Accurate antenatal diagnosis of this condition precludes the need for foetal karyotyping as this condition is not genetic or familial in nature [2]. Few familial recurrences have been reported in association with epidermolysis bullosa and Ehlers Danlos syndrome [5, 6].

The differential diagnosis considered antenatally included the limb-body wall complex or short umbilical cord syndrome, and pentology of Cantrell. The presence of a normally seen umbilical cord ruled out the first alternative. Pentology of Cantrell is a combination of an omphalocoele, ectopia cordis, and defects of the sternum, anterior diaphragm and diaphragmatic pericardium [1]. Foetal heart appeared to be entering the anterior cleft in the thoraco-abdominal wall antenatally and the possibility of a ruptured omphalocoele had to be entertained, as the umbilical cord insertion could not be identified antenatally. Postnatally, presence of a normal umbilical cord insertion confirmed the diagnosis of ABS.
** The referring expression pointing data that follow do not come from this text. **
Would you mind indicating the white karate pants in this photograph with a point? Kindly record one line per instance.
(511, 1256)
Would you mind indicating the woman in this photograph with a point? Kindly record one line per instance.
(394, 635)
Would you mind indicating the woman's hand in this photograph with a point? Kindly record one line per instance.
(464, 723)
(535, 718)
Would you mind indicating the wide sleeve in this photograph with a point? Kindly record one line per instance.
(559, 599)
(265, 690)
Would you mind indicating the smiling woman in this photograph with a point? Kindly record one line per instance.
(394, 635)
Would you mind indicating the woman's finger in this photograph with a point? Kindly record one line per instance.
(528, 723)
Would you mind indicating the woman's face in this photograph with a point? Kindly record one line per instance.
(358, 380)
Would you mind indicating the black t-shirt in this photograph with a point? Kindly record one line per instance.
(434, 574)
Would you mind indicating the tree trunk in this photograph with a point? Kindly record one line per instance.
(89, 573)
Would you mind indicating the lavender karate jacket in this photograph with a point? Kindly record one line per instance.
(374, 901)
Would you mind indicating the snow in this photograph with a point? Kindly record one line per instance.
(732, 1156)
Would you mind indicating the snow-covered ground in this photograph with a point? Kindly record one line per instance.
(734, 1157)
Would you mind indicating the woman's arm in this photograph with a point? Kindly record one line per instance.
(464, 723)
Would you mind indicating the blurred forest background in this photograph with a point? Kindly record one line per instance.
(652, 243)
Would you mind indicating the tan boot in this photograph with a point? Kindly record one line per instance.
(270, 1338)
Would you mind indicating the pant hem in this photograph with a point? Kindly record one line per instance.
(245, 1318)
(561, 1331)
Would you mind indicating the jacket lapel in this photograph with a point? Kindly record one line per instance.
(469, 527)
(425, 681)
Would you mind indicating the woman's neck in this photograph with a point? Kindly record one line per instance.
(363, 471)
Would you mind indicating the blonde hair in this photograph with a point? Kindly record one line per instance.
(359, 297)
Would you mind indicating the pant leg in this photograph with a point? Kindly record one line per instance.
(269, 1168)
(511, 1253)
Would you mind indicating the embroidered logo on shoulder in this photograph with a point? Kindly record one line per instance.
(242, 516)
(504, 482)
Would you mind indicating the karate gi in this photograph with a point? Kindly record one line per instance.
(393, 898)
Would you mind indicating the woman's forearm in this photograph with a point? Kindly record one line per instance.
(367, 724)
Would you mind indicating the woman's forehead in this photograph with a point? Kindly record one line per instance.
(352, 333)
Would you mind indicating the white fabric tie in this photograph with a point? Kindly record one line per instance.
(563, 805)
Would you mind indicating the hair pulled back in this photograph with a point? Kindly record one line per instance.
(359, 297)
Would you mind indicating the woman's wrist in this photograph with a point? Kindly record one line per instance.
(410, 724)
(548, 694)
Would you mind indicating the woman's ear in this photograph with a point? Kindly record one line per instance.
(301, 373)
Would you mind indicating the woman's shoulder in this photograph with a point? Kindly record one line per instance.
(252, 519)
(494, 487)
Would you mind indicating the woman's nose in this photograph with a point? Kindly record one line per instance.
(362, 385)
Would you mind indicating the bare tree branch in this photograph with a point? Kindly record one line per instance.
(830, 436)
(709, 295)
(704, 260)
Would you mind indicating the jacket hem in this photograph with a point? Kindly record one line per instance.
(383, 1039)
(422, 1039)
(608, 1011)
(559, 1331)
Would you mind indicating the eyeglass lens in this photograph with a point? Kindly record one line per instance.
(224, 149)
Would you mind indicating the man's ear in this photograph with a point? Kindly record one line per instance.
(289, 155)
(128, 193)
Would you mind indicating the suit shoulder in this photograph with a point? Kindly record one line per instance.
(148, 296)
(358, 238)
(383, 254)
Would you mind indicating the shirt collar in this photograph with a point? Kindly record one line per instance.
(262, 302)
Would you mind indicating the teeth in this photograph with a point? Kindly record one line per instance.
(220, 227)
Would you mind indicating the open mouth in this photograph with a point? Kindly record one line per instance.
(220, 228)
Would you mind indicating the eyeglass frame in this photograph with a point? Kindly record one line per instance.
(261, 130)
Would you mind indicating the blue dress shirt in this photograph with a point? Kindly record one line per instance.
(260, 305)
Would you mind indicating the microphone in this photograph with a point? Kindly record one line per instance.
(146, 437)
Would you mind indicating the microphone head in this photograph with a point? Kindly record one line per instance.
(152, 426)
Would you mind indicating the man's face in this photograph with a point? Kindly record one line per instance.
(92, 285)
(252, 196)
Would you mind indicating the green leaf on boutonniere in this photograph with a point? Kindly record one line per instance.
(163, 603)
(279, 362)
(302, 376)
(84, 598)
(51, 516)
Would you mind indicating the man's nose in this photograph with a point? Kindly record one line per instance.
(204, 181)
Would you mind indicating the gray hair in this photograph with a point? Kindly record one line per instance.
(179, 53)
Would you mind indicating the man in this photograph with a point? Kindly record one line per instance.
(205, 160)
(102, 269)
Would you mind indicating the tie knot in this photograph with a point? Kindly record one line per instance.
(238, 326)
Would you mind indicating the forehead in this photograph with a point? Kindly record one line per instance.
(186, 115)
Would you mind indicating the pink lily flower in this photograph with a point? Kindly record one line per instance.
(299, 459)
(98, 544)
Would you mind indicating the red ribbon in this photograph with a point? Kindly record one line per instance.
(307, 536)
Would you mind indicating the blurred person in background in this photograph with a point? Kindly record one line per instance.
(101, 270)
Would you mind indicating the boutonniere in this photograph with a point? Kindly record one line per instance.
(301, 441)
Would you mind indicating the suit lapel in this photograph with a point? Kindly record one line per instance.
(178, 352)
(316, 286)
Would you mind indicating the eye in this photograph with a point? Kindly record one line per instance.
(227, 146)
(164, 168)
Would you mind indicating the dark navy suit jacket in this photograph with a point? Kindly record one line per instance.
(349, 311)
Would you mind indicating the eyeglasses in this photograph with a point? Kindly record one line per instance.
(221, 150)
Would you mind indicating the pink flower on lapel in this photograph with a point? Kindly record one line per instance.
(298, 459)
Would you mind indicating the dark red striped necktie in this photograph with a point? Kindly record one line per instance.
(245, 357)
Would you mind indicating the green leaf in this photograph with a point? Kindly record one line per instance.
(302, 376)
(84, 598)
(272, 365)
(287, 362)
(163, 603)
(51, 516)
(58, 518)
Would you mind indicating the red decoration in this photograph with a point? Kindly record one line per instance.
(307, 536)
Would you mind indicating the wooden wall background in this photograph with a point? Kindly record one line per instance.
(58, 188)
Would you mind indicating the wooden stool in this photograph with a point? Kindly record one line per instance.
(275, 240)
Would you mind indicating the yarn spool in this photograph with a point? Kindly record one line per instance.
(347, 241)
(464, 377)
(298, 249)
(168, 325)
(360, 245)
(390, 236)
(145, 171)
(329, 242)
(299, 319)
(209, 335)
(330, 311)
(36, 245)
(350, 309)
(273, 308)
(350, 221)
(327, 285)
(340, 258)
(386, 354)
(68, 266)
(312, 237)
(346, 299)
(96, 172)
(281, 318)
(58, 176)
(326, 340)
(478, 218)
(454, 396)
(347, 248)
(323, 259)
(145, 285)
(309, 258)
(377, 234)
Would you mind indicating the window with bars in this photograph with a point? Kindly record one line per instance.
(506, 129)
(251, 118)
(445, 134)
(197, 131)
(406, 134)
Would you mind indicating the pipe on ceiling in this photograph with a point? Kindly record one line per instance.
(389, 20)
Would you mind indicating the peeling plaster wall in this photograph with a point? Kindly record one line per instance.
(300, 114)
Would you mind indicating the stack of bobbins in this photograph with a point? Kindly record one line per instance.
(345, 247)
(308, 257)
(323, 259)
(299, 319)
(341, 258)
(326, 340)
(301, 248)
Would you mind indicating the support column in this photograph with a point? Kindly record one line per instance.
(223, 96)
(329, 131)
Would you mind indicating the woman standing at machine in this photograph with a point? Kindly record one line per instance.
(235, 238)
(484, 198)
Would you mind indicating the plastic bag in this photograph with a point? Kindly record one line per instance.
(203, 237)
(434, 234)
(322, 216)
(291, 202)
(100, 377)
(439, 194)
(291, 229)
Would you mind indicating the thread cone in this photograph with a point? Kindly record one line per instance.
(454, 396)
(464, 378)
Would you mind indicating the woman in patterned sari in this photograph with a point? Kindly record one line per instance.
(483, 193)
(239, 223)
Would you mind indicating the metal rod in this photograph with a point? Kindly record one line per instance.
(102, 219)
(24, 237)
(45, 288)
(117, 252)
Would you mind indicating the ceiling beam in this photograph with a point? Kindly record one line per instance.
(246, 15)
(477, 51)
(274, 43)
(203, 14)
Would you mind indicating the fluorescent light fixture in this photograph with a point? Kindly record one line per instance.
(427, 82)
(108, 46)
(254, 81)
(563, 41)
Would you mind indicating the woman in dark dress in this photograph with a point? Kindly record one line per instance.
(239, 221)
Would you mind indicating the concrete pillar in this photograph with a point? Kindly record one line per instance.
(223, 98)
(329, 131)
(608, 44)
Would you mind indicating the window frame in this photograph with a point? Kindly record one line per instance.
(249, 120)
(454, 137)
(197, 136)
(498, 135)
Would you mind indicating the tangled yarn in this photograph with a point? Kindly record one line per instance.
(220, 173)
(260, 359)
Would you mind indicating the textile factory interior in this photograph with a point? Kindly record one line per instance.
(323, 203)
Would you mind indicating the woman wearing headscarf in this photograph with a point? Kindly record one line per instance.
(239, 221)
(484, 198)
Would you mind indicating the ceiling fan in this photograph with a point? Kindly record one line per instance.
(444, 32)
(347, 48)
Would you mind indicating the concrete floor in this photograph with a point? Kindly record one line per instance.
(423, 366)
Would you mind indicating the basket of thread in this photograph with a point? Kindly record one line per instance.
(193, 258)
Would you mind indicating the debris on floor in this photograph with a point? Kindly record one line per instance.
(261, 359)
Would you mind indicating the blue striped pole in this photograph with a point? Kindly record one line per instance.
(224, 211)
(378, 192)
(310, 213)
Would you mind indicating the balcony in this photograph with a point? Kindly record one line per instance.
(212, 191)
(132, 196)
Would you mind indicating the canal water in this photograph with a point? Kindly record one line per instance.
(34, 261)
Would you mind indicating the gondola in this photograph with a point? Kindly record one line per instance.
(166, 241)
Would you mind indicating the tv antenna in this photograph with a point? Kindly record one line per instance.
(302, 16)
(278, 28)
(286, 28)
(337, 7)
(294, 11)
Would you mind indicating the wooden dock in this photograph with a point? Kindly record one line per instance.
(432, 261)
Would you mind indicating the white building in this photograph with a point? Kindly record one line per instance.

The prognosis in case of ABS is dependent on the specific anomalies present. Minor digital amputations or constriction bands are unlikely to be diagnosed, they do not influence life expectancy and can be treated surgically. Severe and complex malformations as seen in this case are incompatible with extra uterine life and are an indication for termination of pregnancy [1].